Fridays 12:30-1:50 · Gates B01 · Open to the public
Previous | Next
Archive
Hamid Aghajan
Stanford Dept. of Electrical Engineering
Human-centered Vision Systems: Ideas for enabling Ambient Intelligence and serving Social Networks
November 13, 2009

You need Flash player 8+ and JavaScript enabled to view this video.

Vision offers rich information about events involving human activities in user‐centric applications from gesture recognition to occupancy reasoning. Multi‐camera vision allows for applications based on 3D perception and reconstruction, offers opportunities for collaborative decision making, and enables hybrid processing through task assignment to different cameras based on their views.

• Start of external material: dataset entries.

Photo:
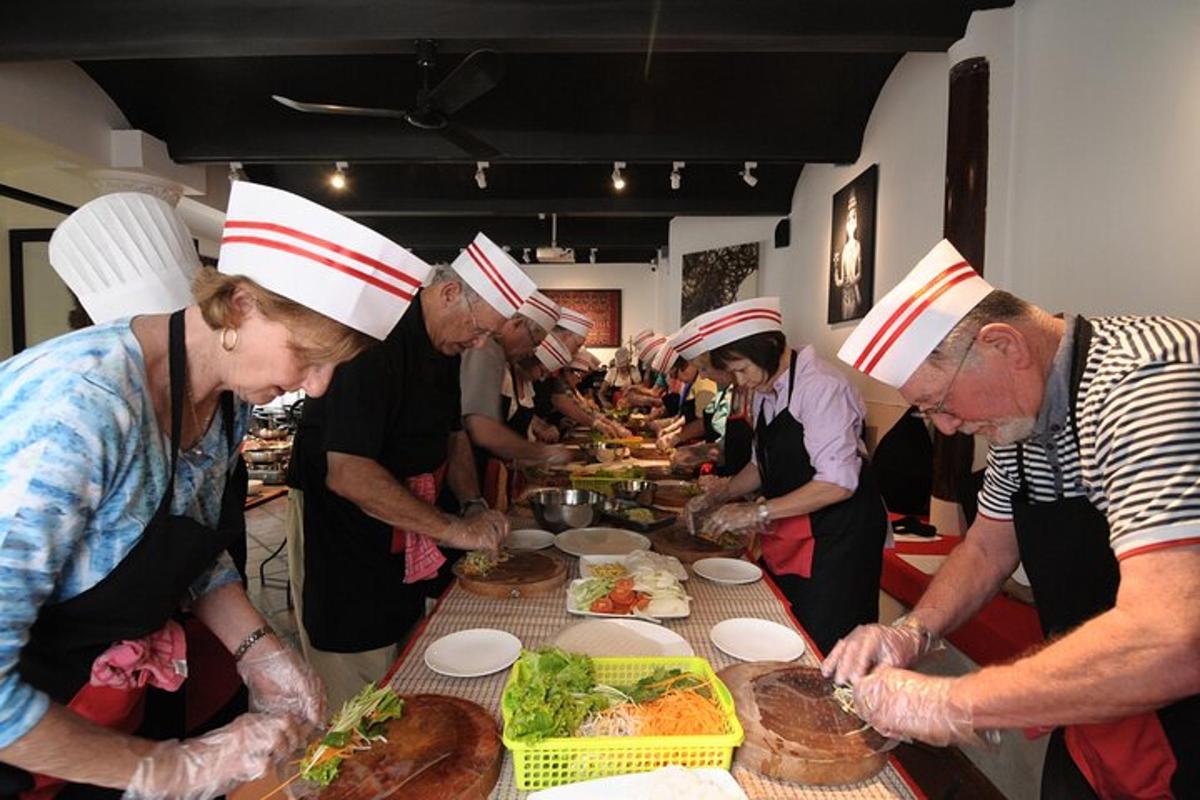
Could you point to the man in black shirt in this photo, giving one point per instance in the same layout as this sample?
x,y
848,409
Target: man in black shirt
x,y
366,464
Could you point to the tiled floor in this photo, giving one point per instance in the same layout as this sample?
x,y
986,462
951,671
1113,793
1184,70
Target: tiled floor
x,y
265,534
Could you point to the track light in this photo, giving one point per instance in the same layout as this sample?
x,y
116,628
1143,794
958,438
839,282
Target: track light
x,y
748,173
337,180
676,178
618,180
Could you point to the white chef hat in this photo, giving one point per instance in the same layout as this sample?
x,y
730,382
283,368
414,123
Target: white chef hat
x,y
552,353
541,310
574,322
125,254
737,320
318,258
493,275
912,319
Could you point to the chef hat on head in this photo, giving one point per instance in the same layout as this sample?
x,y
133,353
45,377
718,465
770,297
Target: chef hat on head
x,y
493,275
540,310
125,254
912,319
552,353
574,322
318,258
737,320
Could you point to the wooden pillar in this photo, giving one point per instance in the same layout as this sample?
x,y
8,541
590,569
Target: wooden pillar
x,y
964,223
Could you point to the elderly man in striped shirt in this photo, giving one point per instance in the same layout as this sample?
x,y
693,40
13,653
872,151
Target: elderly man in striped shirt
x,y
1092,483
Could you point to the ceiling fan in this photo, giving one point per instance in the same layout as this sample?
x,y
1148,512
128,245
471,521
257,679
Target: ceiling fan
x,y
473,78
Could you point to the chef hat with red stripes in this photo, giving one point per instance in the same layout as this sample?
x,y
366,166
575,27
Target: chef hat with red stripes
x,y
574,322
552,353
541,310
912,319
318,258
493,275
720,326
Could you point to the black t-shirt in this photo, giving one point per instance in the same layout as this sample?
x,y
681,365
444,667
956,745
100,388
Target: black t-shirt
x,y
396,403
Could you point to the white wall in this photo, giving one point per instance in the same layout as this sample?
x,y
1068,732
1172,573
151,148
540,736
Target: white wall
x,y
642,294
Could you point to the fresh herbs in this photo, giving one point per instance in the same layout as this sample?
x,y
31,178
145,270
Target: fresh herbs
x,y
361,722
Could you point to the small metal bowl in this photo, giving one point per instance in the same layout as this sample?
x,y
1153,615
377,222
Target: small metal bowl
x,y
558,510
640,492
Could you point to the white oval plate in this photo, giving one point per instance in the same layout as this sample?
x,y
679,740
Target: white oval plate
x,y
473,653
731,571
756,639
600,541
529,539
622,637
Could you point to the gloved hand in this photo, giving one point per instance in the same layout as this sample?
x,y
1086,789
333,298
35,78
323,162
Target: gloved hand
x,y
904,704
281,683
209,765
899,644
713,497
483,531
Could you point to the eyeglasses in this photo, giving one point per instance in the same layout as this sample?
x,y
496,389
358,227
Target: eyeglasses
x,y
940,408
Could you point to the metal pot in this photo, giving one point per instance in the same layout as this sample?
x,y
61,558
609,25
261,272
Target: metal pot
x,y
557,510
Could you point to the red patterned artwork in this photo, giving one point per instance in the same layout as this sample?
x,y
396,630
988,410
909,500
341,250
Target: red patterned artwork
x,y
601,306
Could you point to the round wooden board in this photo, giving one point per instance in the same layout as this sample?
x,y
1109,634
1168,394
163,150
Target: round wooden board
x,y
526,573
678,542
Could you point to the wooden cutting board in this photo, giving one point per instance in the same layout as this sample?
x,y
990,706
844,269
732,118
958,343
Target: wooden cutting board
x,y
678,542
441,749
526,573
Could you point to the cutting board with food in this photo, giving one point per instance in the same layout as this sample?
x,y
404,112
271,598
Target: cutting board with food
x,y
517,573
439,749
799,728
678,542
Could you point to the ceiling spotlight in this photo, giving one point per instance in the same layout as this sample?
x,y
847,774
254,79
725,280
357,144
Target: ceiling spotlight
x,y
618,180
748,173
676,178
337,180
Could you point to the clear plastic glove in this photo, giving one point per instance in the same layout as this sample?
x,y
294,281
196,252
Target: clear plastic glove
x,y
483,531
904,704
899,644
213,764
281,683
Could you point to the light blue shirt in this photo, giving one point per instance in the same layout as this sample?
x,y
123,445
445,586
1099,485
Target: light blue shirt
x,y
83,467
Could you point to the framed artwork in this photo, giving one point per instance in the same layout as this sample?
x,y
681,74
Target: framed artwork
x,y
601,306
852,248
717,277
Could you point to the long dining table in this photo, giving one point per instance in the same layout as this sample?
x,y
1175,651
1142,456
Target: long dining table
x,y
538,620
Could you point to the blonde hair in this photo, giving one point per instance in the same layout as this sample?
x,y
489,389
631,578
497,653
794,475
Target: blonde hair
x,y
315,337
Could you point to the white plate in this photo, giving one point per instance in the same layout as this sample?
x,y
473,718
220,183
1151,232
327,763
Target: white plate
x,y
473,653
727,570
670,564
647,786
529,539
600,541
622,637
587,613
756,639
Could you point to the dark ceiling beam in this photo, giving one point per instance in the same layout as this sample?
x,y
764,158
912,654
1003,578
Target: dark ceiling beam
x,y
147,29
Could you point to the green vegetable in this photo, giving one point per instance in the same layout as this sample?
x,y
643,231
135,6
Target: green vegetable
x,y
551,693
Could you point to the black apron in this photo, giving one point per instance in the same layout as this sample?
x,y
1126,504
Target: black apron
x,y
1074,577
139,596
847,557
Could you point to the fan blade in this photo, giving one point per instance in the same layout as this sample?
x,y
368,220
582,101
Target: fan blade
x,y
473,78
467,142
329,108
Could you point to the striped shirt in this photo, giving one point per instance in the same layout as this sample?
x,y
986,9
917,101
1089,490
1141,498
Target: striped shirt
x,y
1138,423
83,465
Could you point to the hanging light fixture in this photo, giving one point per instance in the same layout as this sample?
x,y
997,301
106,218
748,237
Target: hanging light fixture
x,y
337,180
618,180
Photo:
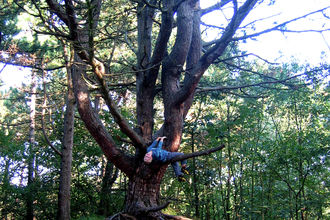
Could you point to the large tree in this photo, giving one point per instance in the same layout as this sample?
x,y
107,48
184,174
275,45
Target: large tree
x,y
170,60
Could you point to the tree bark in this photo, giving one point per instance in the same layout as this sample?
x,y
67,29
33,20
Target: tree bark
x,y
31,157
63,212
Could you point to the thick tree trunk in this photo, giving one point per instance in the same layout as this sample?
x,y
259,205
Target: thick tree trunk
x,y
142,199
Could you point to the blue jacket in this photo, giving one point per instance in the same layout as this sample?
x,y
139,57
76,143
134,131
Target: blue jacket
x,y
158,154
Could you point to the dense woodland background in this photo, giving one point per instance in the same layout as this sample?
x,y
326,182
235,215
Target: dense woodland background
x,y
274,165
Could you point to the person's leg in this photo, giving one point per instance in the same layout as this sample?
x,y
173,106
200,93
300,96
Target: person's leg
x,y
177,169
175,165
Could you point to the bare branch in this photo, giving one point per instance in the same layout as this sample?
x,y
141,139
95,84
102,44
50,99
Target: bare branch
x,y
196,154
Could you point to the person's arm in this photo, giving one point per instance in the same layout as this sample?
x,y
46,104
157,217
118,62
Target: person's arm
x,y
161,140
152,145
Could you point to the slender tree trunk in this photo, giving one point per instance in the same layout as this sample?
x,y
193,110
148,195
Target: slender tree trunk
x,y
63,212
196,194
110,176
31,158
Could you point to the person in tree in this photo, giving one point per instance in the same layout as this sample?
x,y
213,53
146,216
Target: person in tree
x,y
157,154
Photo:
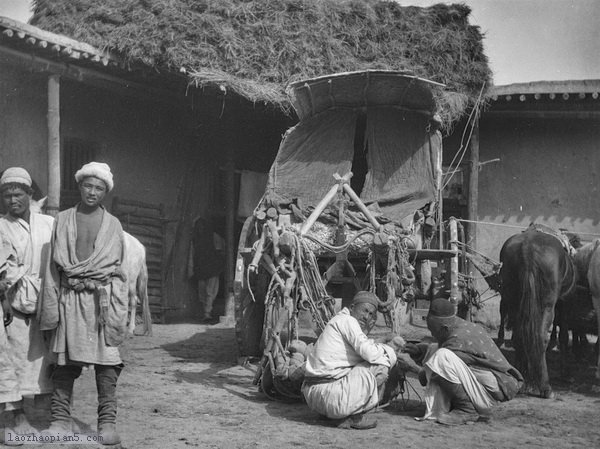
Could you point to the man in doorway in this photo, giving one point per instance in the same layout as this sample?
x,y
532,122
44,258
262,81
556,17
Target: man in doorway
x,y
25,235
346,372
207,264
465,372
85,301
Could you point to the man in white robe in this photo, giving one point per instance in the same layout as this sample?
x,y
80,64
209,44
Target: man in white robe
x,y
25,235
85,302
346,371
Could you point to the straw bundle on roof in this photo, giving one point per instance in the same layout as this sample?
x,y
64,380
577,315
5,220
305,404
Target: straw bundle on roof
x,y
256,47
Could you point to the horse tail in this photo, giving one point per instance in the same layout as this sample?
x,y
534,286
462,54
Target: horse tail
x,y
527,327
142,293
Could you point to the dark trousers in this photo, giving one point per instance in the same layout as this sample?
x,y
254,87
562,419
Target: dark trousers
x,y
106,383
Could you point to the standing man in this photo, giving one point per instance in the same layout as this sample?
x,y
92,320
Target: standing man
x,y
208,260
465,372
85,300
346,372
25,237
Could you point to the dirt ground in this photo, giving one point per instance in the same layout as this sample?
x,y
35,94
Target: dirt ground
x,y
183,387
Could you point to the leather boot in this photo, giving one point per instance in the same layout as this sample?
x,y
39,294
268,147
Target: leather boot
x,y
462,409
63,378
393,386
106,383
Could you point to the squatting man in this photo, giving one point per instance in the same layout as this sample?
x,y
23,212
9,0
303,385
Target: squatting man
x,y
347,374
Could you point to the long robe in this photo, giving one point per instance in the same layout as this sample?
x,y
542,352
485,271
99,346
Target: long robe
x,y
342,370
24,369
89,323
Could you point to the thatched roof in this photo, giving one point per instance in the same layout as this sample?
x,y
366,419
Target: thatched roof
x,y
256,47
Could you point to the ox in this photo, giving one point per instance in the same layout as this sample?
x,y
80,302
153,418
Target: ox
x,y
136,272
587,261
536,273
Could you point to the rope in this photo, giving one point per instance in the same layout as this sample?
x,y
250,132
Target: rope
x,y
341,248
463,148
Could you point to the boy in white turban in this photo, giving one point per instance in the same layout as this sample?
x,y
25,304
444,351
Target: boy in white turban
x,y
25,241
346,370
85,301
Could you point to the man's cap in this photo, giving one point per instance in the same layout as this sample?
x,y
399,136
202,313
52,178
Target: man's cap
x,y
364,297
441,308
15,175
98,170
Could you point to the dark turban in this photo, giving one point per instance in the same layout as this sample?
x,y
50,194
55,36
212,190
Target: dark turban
x,y
442,308
365,297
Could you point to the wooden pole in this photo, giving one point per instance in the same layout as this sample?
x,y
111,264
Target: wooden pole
x,y
229,314
473,193
53,120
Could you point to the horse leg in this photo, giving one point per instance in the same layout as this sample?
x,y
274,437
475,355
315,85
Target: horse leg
x,y
501,329
596,300
552,343
547,319
563,342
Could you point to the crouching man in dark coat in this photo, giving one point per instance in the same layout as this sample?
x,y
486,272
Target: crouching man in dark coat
x,y
465,372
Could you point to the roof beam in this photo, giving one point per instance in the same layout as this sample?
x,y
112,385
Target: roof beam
x,y
94,78
543,114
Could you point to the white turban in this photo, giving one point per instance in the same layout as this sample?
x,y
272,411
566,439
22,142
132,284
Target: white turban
x,y
16,174
98,170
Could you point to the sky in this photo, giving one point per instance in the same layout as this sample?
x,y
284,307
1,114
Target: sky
x,y
525,40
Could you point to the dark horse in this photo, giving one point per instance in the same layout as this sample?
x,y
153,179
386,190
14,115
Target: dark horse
x,y
536,273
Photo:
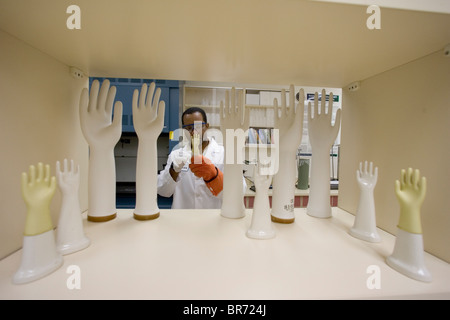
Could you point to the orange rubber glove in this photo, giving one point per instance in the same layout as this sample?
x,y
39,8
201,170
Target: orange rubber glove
x,y
202,167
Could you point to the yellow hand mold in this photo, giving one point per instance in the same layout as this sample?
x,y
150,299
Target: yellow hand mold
x,y
38,189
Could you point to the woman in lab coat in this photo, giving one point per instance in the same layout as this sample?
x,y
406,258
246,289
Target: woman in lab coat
x,y
194,183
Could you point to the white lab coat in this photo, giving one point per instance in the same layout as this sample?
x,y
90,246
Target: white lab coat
x,y
189,191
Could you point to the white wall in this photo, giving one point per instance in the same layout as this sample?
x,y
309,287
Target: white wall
x,y
400,119
39,123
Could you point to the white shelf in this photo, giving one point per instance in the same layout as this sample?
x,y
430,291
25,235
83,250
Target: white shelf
x,y
198,254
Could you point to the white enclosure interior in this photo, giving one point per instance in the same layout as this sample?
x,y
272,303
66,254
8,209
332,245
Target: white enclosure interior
x,y
399,117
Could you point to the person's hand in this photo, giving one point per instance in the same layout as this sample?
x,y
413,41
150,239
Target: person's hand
x,y
68,178
196,145
410,192
95,116
38,189
148,112
179,159
321,133
367,179
202,167
289,120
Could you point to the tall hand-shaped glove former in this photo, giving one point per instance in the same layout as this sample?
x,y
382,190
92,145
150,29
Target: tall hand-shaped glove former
x,y
322,136
365,227
102,134
148,120
234,119
407,257
39,254
69,234
261,225
289,122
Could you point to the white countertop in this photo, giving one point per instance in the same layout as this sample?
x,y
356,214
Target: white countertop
x,y
198,254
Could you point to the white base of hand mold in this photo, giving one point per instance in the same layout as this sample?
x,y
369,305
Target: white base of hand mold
x,y
408,258
39,258
365,235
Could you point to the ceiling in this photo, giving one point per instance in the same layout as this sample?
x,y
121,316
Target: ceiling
x,y
310,43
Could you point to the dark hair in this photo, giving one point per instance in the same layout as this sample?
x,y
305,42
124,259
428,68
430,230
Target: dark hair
x,y
192,110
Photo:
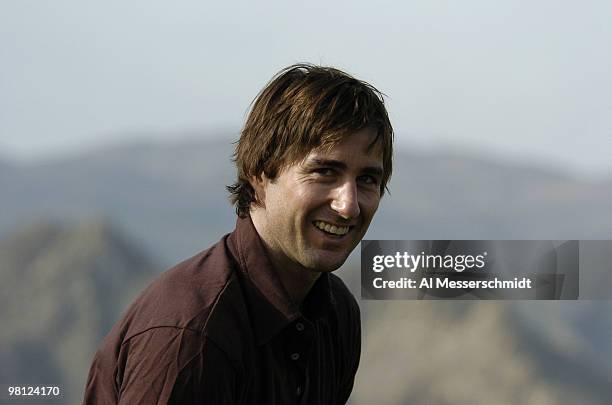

In addition to the inherent complexities in vision processing stemming from perspective view and occlusions, setup and calibration requirements have challenged the creation of meaningful applications that can operate in uncontrolled environments. Moreover, the task of studying user acceptance criteria such as privacy management and the implications in visual ambient communication has for the most part stayed out of the realm of technology design, further hindering the roll‐out of vision‐based applications in spite of the available sensing, processing, and networking technologies.

The output of visual processing often consists of instantaneous measurements such as location and pose, enabling the vision module to yield quantitative knowledge to higher levels of reasoning. The extracted information is not always flawless and often needs further interpretation at a data fusion level. Also while quantitative knowledge is essential in many smart environments applications such as gesture control and accident detection, most ambient intelligence applications need to also depend on qualitative knowledge accumulated over time in order to learn user’s behavior models and adapt their services to the preferences explicitly or implicitly stated by the user.

Proper interfacing of vision to high‐level reasoning allows for integration of information arriving at different times and from different cameras, and application‐level interpretation according to the associated confidence levels, available contextual data, as well as the accumulated knowledge base from the user history and behavior model.

This talk presents ideas for interfacing vision to other modules to enable real applications in presence of imperfect vision processing output. A number of data fusion models and potential applications are discussed involving the recognition of user activities, namely environment discovery based on user interaction, context‐based ambience control services, speaker assistance system, and experience sharing using avatars..



Hamid Aghajan is a professor of Electrical Engineering (consulting) at Stanford University since 2003. Areas of research in his group consist of multi-camera networks and human interfaces for ambient intelligence and smart environments, with application to smart homes, occupancy-based services, assisted living and well being, ambience control, smart meetings and speaker assistance systems, and avatar-based communication and social interactions. Hamid is editor-in-chief of the Journal of Ambient Intelligence and Smart Environments. He has authored 3 edited volumes on: Multi-Camera Networks – Principles and Applications, Human-centric Interfaces for Ambient Intelligence, and Handbook of Ambient Intelligence and Smart Environments. He has chaired workshops at ICCV, ECCV, ECAI, ACM Multimedia, ICMI-MLMI, and has offered short courses and tutorials at CVPR, ICCV, ICASSP, and ICDSC. Hamid obtained his Ph.D. degree in electrical engineering from Stanford University in 1995.